Monday, September 26, 2011

I had the pleasure of attending four performances of Noemie Lafrance’s White Box Project Installation this weekend. A couple of questions figured prominently for me throughout the piece:

When is the desire to participate in something become strong enough for me to actually participate?

Is spectating, as opposed to participating, a form of doing? How active does the “spectating” need to be?

Is doing something, being a part of something, cancel out the power of observation?

Is it necessary to know who the performers are?

Where is the event and who creates it? Who makes it happen?

Can the audience control or even own the piece- change what the performers had planned? If yes, how much? In other words, how does an artwork balance structure, meaning, and playfulness?

How important is reception to the piece?

As the piece began with the crowd’s murmur getting ostensibly loud, I could feel the tension in the space as the crowd instantly went silent. “Why is everyone quiet?” whispered my 7 year old? “Did it begin?” She didn’t know where to look, and that was part of the suspense. Expectations of what “it” was, and who would actually do “it,” were immediately altered. Onlookers (some of whom were the dancers themselves pretending to be onlookers) looked around for something to happen. We all sensed each other. We began to sense the space, albeit with a heightened awareness, as if we, too, were performers. An airplane, as it happened, coincidentally flew over in the same moment in three of the four shows I saw.

This was a game. But who the players were and what the rules of the game were was still to be decided.

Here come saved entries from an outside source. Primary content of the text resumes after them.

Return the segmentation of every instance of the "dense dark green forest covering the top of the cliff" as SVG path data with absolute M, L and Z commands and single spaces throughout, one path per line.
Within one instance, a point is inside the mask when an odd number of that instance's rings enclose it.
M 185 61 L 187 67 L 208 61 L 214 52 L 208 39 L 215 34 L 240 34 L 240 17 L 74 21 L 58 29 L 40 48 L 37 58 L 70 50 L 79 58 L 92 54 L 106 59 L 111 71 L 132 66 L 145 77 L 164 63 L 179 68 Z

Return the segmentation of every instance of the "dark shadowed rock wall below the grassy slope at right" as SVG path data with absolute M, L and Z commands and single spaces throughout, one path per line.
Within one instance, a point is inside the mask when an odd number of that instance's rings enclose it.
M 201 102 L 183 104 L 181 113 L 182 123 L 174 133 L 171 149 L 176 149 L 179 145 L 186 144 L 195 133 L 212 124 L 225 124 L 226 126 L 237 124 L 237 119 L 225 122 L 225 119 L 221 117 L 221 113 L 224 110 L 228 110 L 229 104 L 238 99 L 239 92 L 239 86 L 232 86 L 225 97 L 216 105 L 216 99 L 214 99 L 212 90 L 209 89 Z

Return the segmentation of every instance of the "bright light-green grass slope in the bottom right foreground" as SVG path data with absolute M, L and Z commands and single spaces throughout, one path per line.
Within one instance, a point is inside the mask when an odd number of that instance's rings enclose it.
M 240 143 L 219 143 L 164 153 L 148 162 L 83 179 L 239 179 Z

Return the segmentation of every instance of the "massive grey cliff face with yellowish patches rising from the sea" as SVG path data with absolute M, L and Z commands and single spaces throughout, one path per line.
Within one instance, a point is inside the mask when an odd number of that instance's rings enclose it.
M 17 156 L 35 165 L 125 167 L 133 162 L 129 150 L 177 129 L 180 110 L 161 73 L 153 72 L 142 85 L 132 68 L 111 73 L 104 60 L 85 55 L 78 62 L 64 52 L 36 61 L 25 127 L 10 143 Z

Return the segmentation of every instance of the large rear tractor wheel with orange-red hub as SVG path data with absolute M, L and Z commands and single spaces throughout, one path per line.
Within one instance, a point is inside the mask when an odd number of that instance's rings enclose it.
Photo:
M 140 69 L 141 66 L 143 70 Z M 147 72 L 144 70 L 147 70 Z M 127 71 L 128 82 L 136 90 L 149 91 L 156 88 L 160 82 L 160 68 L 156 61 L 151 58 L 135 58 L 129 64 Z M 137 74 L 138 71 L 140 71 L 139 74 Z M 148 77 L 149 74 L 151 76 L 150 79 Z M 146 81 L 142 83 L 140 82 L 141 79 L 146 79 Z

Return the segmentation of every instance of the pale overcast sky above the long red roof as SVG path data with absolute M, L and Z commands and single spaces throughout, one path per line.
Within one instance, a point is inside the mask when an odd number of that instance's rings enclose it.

Each crowd was different. Some welcomed the invitation to lie down on the floor. Others hesitated and others visibly rejected it. Why conform to something, these latter seemed to be saying, they didn’t agree to? Of course by choosing not to do something, they were already playing the game.

What is at stake when participation defines the work? Is this simply an experiment in herd mentality?

Noemie has chosen to describe this piece as “a dance installation,” and by situating it in the space of an art gallery, frames this choreographic experiment within a visual art context. It seems clear to me then that there is a desire for a connection of viewership from both a dance and a more formal art perspective. It is also no coincidence that Noemie comes to the White Box (a gallery space) to experiment with audience participation, given that she defines herself as “site-specific” choreographer. The term “site-specific,” as Nick Kaye argues in his book Site-Specific Art: Performance, Place and Documentation, is directly linked to the incursion of performance into visual art and architecture. The fact that the meaning of the artwork resided in the viewer’s reception of it, gave the spectator a new role in defining what an art object was. The encounter with the object became more important than the object itself. Noemie describes The White Box project as “minimalist dance,” referring to the minimal framework necessary for the piece to take place in terms of props, costumes, lighting, sound, etc. But the word minimalist is also a clear reference to the Minimalism taking place in art practice of the 60s, which coincides with the emergence of site-specificity. As art critic Douglas Crimp recounts in On the Museum's Ruins (1993 essay) "the condition of reception," is what came to be known as site-specificity. Minimalism was an attack on the autonomy of the artwork— on the prestige of both the artwork and the artist in favor of the spectator’s perception, or awareness, of the minimal object. In Michael Fried’s famous attack on Minimalism as the end of art, at least from the modernist perspective, titled Art and Objecthood (1976), he argued how "the experience of literalist (minimal) art is of an object in a situation- one that, virtually by definition, includes the beholder.” It was exactly what Fried predicted and abhorred, the intrusion of performance into the autonomous work of art, that is at play in site-specific practice, which began with minimalism, and which Noemie formally engages with in The White Box Project.

The White Box Project is ultimately a piece about site-specificity, about the conditions of reception in a given context, engaged in formal structures of viewing, interaction, and participation.